ギリシャ神話あれこれ:カドモスの建国(続々々)

 
 カドモスとハルモニアは敬虔で仲睦まじい夫婦だったが、呪いのせいか、その子や孫の多くは非業の死を遂げている。
 
 最初の不幸に見舞われたのは、娘アウトノエの子アクタイオン。彼は狩猟中、運悪くアルテミス神の水浴に出くわして、女神の激怒で鹿に変えられ、自分の連れていた猟犬たちに噛み殺される。
 
 娘セメレは、ゼウス神の寵愛を受けたためにヘラ神に嫉妬され、ヘラの口車に乗せられて、ゼウスの雷電に撃たれて死ぬ。
 
 娘イノは夫アタマスとともに、姉セメレの子ディオニュソスを養育する。
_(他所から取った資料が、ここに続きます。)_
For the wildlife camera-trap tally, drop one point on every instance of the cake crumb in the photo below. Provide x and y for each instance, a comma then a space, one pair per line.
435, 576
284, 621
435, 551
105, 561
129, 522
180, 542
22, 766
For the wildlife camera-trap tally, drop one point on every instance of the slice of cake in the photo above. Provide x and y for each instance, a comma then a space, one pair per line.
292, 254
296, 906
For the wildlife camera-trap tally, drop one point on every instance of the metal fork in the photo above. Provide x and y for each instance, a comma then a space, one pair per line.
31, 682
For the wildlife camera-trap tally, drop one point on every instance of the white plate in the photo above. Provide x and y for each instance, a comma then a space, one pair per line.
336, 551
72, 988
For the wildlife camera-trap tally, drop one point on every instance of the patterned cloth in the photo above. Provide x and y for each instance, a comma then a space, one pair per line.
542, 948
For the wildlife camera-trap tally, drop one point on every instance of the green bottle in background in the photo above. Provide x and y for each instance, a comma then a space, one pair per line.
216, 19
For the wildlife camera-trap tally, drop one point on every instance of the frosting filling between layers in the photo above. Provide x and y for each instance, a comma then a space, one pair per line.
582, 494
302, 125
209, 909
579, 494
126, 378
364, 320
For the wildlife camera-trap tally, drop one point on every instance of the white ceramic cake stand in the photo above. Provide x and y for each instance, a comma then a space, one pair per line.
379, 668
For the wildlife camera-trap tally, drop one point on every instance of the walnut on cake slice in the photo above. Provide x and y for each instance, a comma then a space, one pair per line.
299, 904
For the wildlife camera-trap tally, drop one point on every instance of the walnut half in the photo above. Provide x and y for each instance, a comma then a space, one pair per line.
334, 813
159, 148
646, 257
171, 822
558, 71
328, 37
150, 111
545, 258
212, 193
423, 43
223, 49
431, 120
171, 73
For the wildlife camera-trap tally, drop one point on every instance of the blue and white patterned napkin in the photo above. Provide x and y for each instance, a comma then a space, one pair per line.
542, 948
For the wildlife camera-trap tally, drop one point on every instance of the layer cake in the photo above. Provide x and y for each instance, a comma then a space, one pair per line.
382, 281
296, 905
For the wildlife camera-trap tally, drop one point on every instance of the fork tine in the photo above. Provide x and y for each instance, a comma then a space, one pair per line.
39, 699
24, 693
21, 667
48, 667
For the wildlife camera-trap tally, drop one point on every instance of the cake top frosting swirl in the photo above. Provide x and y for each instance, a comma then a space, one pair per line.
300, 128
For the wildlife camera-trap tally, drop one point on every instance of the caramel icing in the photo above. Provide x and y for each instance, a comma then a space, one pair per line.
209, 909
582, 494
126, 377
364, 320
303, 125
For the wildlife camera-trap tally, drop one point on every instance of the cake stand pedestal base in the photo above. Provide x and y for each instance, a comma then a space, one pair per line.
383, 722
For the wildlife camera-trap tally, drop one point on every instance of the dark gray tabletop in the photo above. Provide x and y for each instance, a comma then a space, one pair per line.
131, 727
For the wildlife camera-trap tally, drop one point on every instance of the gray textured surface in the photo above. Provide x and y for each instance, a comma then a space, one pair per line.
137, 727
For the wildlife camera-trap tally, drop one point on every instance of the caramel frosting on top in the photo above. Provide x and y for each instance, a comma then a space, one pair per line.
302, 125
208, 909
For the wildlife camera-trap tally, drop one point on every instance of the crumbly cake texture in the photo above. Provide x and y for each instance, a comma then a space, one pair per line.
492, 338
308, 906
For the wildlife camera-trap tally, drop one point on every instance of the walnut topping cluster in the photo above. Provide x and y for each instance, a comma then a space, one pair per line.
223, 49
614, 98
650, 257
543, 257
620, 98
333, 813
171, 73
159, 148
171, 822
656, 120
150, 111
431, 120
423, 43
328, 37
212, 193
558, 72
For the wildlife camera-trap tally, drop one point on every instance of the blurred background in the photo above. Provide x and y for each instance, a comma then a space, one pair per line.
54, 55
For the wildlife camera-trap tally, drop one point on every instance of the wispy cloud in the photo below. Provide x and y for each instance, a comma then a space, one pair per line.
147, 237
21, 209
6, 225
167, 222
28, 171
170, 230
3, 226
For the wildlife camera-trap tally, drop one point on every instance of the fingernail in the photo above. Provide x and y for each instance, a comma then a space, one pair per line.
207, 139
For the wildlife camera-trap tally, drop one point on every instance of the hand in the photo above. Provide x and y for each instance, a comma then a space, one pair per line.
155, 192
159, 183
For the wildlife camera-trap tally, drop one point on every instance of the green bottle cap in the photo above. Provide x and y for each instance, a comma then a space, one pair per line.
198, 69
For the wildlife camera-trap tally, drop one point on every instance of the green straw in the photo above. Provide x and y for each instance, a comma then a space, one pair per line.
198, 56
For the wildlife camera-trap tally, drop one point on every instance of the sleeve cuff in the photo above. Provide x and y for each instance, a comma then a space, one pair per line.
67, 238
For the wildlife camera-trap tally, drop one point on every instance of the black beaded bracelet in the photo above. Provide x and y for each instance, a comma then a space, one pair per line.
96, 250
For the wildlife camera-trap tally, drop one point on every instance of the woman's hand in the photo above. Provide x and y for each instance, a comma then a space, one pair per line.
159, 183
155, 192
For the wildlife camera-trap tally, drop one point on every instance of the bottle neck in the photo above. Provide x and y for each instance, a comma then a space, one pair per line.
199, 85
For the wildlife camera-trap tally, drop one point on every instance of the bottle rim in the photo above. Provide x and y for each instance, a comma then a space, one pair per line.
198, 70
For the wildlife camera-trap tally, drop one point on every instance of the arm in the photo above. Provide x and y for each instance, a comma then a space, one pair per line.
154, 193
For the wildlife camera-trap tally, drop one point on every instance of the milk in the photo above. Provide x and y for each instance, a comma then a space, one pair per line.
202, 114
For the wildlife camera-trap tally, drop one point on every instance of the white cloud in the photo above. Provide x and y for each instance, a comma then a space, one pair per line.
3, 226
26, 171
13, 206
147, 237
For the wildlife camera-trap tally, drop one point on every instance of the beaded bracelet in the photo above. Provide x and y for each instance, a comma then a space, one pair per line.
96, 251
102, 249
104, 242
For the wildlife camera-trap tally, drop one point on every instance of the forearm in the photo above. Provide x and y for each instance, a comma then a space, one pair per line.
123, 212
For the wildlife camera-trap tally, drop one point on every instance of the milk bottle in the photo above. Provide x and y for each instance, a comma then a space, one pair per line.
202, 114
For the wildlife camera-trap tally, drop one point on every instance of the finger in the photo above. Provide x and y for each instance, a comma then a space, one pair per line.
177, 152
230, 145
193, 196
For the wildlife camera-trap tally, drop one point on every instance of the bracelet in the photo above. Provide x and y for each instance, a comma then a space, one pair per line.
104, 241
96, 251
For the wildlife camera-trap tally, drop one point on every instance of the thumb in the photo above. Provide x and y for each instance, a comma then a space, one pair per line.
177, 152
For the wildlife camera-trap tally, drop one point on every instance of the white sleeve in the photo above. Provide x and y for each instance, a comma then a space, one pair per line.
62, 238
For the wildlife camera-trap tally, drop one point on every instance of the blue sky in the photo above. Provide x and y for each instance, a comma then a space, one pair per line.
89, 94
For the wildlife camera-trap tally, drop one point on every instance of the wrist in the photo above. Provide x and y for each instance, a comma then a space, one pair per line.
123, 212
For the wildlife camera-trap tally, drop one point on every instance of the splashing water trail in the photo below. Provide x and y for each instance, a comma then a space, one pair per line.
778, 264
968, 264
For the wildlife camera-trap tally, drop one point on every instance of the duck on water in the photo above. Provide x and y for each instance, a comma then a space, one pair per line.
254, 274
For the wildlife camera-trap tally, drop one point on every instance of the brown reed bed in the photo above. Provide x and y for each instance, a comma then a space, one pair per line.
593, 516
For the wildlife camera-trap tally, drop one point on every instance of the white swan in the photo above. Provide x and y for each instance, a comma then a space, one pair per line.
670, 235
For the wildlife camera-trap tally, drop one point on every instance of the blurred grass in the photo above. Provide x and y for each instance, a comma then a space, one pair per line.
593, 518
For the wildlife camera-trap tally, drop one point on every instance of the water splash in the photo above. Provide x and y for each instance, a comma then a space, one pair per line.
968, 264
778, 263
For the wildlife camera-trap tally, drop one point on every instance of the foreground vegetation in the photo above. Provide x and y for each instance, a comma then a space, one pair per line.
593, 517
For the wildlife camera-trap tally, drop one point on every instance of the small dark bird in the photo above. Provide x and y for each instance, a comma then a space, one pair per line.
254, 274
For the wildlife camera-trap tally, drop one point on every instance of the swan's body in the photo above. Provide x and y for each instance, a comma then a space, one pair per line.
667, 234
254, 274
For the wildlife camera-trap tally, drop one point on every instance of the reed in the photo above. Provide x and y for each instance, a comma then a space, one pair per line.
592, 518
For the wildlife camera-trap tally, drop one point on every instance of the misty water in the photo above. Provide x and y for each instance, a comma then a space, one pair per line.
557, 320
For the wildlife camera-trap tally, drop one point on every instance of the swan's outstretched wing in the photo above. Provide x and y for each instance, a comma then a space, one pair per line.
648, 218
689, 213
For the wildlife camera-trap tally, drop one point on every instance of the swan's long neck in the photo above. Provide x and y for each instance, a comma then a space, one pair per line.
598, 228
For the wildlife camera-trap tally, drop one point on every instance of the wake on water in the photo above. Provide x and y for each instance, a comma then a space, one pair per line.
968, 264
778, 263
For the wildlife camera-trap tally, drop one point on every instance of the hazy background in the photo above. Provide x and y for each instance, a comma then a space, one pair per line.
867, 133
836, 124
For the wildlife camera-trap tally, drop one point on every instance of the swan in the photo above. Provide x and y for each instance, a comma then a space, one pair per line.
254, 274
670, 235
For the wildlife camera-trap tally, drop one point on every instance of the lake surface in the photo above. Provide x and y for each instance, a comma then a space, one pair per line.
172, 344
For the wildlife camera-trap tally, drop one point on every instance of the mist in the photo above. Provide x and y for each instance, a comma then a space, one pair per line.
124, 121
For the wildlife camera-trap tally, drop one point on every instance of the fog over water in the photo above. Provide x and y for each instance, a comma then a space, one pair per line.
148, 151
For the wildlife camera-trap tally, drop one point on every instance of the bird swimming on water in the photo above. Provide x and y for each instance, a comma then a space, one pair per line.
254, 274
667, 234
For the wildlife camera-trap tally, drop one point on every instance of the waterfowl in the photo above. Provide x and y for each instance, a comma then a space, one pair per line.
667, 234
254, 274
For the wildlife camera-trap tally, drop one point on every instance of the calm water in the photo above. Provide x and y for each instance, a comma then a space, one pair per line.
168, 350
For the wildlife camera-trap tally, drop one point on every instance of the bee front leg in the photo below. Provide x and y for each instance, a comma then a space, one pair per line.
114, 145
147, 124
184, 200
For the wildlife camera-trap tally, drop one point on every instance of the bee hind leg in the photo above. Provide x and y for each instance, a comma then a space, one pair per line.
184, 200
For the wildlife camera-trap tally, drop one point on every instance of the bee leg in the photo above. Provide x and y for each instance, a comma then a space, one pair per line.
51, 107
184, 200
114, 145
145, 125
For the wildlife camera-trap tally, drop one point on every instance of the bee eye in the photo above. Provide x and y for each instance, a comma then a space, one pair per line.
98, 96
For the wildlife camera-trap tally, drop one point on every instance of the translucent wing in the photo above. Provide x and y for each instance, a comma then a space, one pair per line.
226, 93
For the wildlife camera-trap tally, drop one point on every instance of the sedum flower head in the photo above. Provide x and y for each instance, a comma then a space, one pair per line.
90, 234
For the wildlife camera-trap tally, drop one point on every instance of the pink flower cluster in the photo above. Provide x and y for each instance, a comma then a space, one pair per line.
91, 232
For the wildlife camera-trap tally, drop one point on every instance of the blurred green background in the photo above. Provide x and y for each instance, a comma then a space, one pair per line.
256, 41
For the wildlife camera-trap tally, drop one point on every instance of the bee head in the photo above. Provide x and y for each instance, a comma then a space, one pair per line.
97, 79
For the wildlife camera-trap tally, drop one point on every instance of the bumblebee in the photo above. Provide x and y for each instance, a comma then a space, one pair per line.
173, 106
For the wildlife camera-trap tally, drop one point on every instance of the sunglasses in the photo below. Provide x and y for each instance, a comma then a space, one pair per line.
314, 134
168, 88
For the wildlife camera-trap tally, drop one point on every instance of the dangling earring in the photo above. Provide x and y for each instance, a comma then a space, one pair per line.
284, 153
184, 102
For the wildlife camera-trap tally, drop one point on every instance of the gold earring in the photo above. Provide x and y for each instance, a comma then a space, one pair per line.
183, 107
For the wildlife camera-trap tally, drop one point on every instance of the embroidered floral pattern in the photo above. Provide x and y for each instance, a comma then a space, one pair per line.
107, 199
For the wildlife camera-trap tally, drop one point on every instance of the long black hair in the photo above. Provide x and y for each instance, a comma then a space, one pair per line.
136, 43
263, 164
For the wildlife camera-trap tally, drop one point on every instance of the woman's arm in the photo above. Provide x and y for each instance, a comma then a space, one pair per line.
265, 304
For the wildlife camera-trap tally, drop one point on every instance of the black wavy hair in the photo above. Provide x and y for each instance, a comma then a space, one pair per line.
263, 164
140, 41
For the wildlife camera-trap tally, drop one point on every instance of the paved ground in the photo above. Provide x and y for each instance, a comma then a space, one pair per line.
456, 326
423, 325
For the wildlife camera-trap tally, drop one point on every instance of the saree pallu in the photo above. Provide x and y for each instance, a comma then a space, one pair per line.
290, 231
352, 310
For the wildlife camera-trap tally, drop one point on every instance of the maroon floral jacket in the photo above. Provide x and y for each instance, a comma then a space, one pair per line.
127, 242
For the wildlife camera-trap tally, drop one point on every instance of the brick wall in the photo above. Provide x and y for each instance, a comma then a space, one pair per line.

が、ヘラに狂気を遣わされて二人とも発狂、アタマスは息子レアルコスを、鹿と思って射殺し、イノはもう一人の息子メリケルテスを、煮え立った釜に投げ込んで、その屍を抱きかかえたまま海に身を投げる(別伝ではこれは、イノがアタマスの先妻の子プリクソスとヘレを謀殺しようとしたため、アタマスに追われてのことだという)。
 その後、神々は二人を憐れみ、イノをレウコテア、メリケルテスをパライモンとして、船乗りたちを護る神霊として甦らせたという。

 カドモスを継いで王となった、娘アガウエの子のペンテウスは、ディオニュソス神を迫害したため、酒神によって発狂したアガウエらマイナス(=ディオニュソス信女)たちによって、引き裂かれて殺される。

 老カドモスは、不幸の絶えない一族の悲運を見かねて、ついにハルモニアとともにテバイを去る。
 あるとき、身の上をかこって、アレスがあれほど竜を惜しむのなら、我々も竜になりたいものだ、と呟いたところ、ハルモニアとともに青い斑点のある大きな黒蛇となった。彼らが住んでいた地には、不思議なことに人畜に害を与えない、二匹の大蛇がいた、という。
 死後、二人はエリュシオンの野へと送られた。

 画像は、ド・モーガン「カドモスとハルモニア」。